| HN Mirror

Y	Hacker News new \| ask \| show \| jobs


	by nextaccountic 5 days ago
	> The model invents new categories (e.g. apartments) and doesn’t stick to the provided list of allowed categories Can this specific failure mode be solved by providing a grammar that the output must adhere to? (Not sure if Qwen has this feature, it's used for eg. to ensure the output is parseable json)

3 comments

nl 5 days ago

It can.

It's something that is implemented by the thing that runs the model - eg Llama.cpp - rather than the model itself.

Note that it is hard to make work if you turn thinking on because the grammar gets complicated quickly (I don't recall if Qwen 0.6B can do thinking).

link

nextaccountic 4 days ago

Just one question. If I'm running a local model, can I do something other than just a context free grammar? Does it makes sense to have something more general, or it would be just too slow?

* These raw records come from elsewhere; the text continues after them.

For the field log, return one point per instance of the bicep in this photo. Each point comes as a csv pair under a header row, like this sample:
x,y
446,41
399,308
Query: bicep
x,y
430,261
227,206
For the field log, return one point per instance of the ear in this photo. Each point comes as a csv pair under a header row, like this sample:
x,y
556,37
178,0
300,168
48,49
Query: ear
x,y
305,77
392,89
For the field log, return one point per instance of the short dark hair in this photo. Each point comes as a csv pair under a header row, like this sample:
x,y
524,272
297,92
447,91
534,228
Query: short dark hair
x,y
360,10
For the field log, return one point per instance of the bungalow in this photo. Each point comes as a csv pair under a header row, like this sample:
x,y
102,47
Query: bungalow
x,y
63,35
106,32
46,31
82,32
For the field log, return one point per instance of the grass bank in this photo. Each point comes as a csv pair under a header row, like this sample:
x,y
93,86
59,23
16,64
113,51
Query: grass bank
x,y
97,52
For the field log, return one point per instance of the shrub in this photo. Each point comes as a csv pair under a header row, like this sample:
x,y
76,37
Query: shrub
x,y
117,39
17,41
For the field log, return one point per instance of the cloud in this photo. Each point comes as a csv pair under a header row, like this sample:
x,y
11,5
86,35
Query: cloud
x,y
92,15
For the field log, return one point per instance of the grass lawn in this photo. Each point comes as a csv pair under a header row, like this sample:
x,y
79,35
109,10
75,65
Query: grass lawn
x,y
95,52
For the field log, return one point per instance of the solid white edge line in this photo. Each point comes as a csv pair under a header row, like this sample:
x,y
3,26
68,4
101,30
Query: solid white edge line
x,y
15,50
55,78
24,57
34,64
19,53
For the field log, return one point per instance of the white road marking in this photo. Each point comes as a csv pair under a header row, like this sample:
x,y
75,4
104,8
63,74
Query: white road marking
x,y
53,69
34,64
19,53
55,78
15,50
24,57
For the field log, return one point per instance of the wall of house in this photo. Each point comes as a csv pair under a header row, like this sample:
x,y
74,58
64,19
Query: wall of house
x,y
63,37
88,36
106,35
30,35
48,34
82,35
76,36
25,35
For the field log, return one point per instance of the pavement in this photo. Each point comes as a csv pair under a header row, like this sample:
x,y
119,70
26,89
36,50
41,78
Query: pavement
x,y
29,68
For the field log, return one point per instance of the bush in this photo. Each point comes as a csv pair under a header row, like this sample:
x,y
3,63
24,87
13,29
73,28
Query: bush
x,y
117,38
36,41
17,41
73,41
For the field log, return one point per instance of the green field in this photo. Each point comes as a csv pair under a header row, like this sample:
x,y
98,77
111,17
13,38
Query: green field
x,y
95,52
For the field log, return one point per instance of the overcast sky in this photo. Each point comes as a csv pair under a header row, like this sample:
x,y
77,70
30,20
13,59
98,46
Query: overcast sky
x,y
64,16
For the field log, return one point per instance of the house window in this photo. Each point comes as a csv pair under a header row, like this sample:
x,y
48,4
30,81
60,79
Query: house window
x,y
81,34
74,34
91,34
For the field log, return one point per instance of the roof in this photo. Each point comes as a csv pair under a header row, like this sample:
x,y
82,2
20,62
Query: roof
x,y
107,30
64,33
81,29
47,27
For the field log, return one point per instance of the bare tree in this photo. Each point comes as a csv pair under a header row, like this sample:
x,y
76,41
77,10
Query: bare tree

I guess the only hard constraint is to not have backtracking, right? To not waste previously emitted tokens

link

aesthesia 4 days ago

Thinking shouldn't be too hard to deal with---just let the model generate freely until it hits a </think> token, then do constrained decoding, right?

link

stymaar 4 days ago

Sure, but does llama-cpp support that?

link

nl 4 days ago

It does and this is how I did it.

But actually getting that grammar right as well as actually making it work with the correct Jinja template to correctly enable thinking mode and parse it out was a lot more work than I expected.

link

thomascountz 4 days ago

Yes, you can use constrained decoding like logit masking to force all invalid tokens in the vocabulary to -inf, and effectively be removed from selection. I believe llama.cpp exposes this by accepting a formatted grammar.

link

mijoharas 4 days ago

This was my thought as well. I'm surprised that it's not being used here (afaict)

link